We meet our unnamed narrator at a time in her life when she is tired. She's a young woman who, by all outward appearances, has everything one could want. It is the beginning of the 21st century and she's an Ivy League graduate, is physically beautiful, lives in a gorgeous apartment in a nice Manhattan neighborhood. She has an enviable job in an art gallery and a relationship with a Wall Street guy. Yet none of these things interests or fulfills her and none seem to be able to pull her away from her overpowering desire to sleep.

Sleeping, in fact, is the only thing that gives her any comfort. Having lost both of her parents, she is without family. She has one friend named Reva who is probably most accurately described as a frenemy and her on again off again boyfriend is actually a huge asshole who treats her exclusively with disrespect. Our narrator responds to the circumstances of her life by falling asleep and into a deep depressive state. Most of her days are spent going downstairs to her local bodega to get two cups of terrible coffee, then retreating to her apartment to watch VHS copies of movies while falling in and out of sleep. Her life carries on this way until her sleeping interferes with her job and she is fired. She decides that she will hibernate for a year and, thanks to an inheritance from her deceased parents has the means to do this with little interruption.

She finds a psychiatrist for the sole purpose of getting prescriptions to aid in her slumber. Dr. Tuttle is a complete quack, prescribing several medications in random dosages to the narrator with little to no supervision or therapy. One drug in particular, called Infermiterol, plunges our narrator into complete blackouts. She wakes from these blackouts with traces of evidence that she participates in truly bizarre activities. By experimenting with this drug, and getting increasing dosages from Dr.

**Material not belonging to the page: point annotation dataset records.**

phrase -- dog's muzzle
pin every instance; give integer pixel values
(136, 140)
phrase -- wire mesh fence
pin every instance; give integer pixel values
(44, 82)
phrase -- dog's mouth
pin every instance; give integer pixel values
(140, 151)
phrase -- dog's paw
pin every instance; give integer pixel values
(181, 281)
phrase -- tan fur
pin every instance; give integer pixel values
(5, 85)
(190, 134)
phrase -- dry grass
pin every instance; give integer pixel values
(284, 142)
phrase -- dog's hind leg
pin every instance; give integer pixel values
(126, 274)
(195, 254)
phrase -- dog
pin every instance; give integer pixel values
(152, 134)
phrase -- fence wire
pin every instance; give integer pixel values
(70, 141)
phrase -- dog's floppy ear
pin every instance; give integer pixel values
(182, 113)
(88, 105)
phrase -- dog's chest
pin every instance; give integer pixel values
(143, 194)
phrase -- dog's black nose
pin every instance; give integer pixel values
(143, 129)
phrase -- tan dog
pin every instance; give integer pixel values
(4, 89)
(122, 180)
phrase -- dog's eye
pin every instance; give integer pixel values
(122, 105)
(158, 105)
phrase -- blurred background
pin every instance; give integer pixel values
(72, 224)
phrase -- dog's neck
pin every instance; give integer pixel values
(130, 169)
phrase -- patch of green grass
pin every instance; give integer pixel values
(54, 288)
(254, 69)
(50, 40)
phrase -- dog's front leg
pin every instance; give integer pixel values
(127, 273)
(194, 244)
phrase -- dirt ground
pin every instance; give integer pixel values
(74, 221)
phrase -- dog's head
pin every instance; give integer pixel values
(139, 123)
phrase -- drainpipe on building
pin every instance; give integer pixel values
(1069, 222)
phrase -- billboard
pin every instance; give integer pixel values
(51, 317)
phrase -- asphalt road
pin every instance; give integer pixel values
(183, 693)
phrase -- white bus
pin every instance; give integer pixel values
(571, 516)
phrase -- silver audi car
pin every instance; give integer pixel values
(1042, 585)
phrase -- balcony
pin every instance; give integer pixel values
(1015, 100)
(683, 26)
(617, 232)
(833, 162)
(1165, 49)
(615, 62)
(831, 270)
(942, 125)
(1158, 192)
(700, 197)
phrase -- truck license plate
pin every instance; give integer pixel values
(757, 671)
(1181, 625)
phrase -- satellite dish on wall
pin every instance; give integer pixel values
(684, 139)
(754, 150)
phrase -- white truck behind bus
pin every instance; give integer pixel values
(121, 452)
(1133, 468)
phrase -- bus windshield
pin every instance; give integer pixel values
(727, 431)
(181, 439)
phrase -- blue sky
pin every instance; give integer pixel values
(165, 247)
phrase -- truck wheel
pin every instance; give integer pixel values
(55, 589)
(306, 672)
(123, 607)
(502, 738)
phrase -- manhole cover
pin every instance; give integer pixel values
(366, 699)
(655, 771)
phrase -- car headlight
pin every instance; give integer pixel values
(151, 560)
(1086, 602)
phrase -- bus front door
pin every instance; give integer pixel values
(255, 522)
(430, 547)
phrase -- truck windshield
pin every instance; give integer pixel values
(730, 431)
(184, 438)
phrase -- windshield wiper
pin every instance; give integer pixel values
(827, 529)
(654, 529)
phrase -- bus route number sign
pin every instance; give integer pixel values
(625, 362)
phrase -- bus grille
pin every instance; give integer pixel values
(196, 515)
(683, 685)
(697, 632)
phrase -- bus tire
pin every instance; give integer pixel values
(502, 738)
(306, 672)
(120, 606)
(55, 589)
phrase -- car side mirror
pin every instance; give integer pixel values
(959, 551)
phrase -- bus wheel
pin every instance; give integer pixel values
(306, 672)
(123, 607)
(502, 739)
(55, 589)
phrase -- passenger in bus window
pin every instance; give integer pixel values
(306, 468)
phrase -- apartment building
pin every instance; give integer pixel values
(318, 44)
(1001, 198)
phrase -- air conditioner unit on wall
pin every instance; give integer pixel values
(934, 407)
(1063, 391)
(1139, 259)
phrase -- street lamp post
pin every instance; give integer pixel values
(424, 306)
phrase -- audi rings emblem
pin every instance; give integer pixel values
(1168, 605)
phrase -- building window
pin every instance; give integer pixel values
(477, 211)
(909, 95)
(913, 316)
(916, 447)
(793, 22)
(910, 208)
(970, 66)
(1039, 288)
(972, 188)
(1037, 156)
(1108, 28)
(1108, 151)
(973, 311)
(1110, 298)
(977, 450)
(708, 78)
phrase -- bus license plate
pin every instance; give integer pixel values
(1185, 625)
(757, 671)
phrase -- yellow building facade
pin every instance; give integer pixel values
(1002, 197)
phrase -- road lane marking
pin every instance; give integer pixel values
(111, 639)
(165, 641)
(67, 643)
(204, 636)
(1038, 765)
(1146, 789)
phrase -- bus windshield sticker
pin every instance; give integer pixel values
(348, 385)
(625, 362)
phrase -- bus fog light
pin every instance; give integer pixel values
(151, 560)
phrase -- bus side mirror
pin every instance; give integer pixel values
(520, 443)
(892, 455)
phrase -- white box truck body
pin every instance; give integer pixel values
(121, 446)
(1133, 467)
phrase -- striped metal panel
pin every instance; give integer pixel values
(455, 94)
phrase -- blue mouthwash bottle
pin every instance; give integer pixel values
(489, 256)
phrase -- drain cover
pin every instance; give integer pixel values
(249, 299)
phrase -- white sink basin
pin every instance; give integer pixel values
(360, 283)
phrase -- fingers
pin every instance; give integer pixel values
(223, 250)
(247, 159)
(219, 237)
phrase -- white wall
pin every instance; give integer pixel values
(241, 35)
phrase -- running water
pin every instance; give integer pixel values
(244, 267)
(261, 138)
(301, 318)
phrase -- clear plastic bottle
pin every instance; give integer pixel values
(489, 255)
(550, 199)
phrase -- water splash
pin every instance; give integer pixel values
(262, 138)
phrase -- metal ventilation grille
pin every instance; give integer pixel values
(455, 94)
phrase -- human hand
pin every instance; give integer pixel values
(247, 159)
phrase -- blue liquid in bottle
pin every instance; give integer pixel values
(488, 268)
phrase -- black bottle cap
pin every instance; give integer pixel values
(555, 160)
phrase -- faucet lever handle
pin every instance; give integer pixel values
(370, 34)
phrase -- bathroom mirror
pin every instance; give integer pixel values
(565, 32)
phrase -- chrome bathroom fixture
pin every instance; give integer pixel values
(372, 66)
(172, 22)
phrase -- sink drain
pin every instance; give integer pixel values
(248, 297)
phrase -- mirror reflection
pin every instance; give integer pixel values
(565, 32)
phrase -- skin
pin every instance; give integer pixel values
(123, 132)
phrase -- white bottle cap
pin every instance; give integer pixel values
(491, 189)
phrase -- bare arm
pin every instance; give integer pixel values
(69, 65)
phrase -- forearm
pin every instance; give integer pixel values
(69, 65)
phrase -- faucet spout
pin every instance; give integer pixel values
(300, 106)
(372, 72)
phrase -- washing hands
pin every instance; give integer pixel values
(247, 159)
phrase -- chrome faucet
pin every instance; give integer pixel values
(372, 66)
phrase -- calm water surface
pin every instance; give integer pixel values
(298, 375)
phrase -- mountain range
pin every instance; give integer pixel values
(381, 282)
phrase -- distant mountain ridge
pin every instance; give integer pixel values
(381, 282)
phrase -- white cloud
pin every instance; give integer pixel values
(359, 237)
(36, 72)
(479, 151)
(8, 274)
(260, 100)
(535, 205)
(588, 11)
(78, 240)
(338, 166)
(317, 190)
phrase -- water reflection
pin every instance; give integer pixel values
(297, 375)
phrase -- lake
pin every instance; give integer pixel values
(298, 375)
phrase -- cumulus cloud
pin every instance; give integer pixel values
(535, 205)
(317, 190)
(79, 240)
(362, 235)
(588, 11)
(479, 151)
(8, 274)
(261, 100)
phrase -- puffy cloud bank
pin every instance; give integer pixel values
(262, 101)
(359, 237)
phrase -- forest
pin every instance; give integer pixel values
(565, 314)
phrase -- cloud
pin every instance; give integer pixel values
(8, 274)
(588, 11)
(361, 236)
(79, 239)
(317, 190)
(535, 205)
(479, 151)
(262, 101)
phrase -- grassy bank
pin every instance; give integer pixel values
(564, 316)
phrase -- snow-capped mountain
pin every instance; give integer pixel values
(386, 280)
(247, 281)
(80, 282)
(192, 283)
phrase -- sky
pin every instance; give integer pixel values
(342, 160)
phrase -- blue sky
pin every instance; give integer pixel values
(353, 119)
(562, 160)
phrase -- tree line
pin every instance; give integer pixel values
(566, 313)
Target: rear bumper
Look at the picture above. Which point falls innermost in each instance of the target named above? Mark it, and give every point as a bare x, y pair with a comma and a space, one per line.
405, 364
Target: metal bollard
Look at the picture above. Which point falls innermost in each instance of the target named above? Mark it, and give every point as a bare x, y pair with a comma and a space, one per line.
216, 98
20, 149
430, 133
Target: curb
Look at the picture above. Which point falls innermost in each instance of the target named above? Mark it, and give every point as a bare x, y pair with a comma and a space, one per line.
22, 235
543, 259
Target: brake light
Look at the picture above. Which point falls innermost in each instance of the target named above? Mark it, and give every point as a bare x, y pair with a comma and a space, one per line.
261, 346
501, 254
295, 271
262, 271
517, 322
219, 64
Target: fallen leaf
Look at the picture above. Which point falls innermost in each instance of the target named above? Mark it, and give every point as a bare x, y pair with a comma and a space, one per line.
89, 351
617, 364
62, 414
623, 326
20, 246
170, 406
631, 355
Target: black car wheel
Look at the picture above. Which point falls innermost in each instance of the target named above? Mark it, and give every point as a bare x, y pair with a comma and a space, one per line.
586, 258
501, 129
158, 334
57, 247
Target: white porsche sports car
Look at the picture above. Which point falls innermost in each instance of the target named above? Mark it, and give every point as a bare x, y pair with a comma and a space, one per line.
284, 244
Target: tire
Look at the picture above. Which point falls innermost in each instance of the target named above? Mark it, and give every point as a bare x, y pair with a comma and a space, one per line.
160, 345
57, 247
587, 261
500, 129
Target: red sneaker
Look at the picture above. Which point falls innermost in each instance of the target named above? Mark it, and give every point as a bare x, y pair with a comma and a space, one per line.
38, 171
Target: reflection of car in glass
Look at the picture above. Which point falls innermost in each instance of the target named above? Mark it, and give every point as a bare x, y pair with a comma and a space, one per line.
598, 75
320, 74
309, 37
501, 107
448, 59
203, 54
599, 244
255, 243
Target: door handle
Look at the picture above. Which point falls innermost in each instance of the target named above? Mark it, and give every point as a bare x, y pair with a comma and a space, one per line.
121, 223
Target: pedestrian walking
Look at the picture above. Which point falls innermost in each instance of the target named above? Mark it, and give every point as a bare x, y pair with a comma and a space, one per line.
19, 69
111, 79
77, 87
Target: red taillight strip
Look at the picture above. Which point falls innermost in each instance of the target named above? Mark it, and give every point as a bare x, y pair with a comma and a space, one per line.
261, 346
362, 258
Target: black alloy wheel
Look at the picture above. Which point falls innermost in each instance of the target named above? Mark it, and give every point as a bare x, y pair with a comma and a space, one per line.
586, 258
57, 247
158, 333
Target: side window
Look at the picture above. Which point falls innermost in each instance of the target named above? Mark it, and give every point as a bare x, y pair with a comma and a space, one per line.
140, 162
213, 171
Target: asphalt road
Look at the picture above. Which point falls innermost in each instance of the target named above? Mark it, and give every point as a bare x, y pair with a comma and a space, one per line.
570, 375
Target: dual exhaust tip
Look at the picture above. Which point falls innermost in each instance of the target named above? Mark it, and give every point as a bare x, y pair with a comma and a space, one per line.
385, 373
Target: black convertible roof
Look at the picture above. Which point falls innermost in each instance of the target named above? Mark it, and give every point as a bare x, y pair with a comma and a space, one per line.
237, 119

Tuttle, she pushes her limits and finally decides to fully sleep for a year.

What to say about this truly bizarre premise? Nothing I write about it will do it justice. This novel is an experience. And it isn't a wholly pleasant or entertaining one but definitely one worth having. The unnamed narrator is someone I have begun thinking of as a Moshfegh heroine. Oddball, damaged, living on the fringes (internally, if not in practice in this case), and completely captivating. Moshfegh continues to write stories that are unique and that always leave me with the feeling of having read nothing like it before. And this novel left me at many times feeling as though I had taken a drug right alongside the narrator. The writing is evocative and drags you right down with her, each time she takes one pill after another and experiences her life in half awake segments. I was a little confused by the ending of the book. And I'd love to have a discussion about it if anyone reads it.

A word about the cover. In the archives of cover art as it relates to the content, this cover is one of the best I've seen in a very long while. Since I had an advanced copy, there is always the possibility that it is not the final cover. I truly hope that is not the case here.

I recommend this to fans of odd characters, immersive, innovative storytelling, and anyone looking for something unlike anything they've read before.